How do I enter new data for prediction (text)?

0

I'm new to Python and new to Machine Learning. I built an algorithm for it to be trained to classify texts. So you can predict in which category a particular text fits.

Training and score are working. Now, my question is with regard to new data. How do I enter this data to be predicted in which category it fits?

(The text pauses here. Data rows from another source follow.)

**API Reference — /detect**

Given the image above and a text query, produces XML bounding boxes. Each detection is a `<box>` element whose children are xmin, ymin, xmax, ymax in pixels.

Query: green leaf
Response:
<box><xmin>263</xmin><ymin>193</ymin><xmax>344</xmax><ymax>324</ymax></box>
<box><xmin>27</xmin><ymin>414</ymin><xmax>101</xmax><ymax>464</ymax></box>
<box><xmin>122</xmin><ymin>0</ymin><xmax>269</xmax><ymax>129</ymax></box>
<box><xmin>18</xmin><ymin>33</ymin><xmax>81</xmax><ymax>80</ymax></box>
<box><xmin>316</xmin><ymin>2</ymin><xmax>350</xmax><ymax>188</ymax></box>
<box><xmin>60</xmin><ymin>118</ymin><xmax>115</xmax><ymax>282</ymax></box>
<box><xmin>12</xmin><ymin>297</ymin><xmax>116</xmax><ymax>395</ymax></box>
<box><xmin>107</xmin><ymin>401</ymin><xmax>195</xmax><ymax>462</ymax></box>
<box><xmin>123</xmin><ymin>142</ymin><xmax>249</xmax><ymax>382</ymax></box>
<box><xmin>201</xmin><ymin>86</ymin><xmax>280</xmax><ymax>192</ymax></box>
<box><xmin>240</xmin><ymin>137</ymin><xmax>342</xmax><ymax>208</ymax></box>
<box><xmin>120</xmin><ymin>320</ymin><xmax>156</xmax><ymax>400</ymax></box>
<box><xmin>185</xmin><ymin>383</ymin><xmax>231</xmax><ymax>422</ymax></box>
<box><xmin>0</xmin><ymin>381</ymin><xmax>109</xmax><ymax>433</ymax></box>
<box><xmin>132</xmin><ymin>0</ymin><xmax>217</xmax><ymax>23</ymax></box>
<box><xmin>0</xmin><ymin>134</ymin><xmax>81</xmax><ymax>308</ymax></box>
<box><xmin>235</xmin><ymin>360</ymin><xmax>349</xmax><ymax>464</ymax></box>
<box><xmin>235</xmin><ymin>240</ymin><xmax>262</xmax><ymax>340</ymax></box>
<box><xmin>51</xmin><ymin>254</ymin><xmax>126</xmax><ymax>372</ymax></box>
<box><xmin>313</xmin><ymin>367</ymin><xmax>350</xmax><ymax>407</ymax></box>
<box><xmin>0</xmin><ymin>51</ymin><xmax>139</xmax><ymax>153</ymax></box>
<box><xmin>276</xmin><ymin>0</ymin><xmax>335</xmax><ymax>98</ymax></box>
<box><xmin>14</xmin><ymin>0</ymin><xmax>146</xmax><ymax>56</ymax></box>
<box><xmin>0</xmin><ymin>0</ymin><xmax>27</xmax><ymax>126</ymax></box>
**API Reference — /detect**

I tried, as in the code below, but I could not, I still did not understand how it can be done. Follow the code and I appreciate the help.

# -*- coding: utf8 -*-
import pandas as pd
import psycopg2
import numpy as np
import re
import string
import sklearn
from nltk.corpus import stopwords
from sklearn.externals import joblib
from sklearn.pipeline import Pipeline
from sklearn.linear_model import LogisticRegression
from sklearn.feature_extraction.text import CountVectorizer, TfidfVectorizer
from sklearn.naive_bayes import GaussianNB
from sklearn.naive_bayes import MultinomialNB
from sklearn.neighbors import NearestNeighbors
import pickle
from sklearn.externals import joblib

conn = psycopg2.connect(host="10.1....", port="5432", database="aplicationNames", user="aplicationNames", password="aplicationNames")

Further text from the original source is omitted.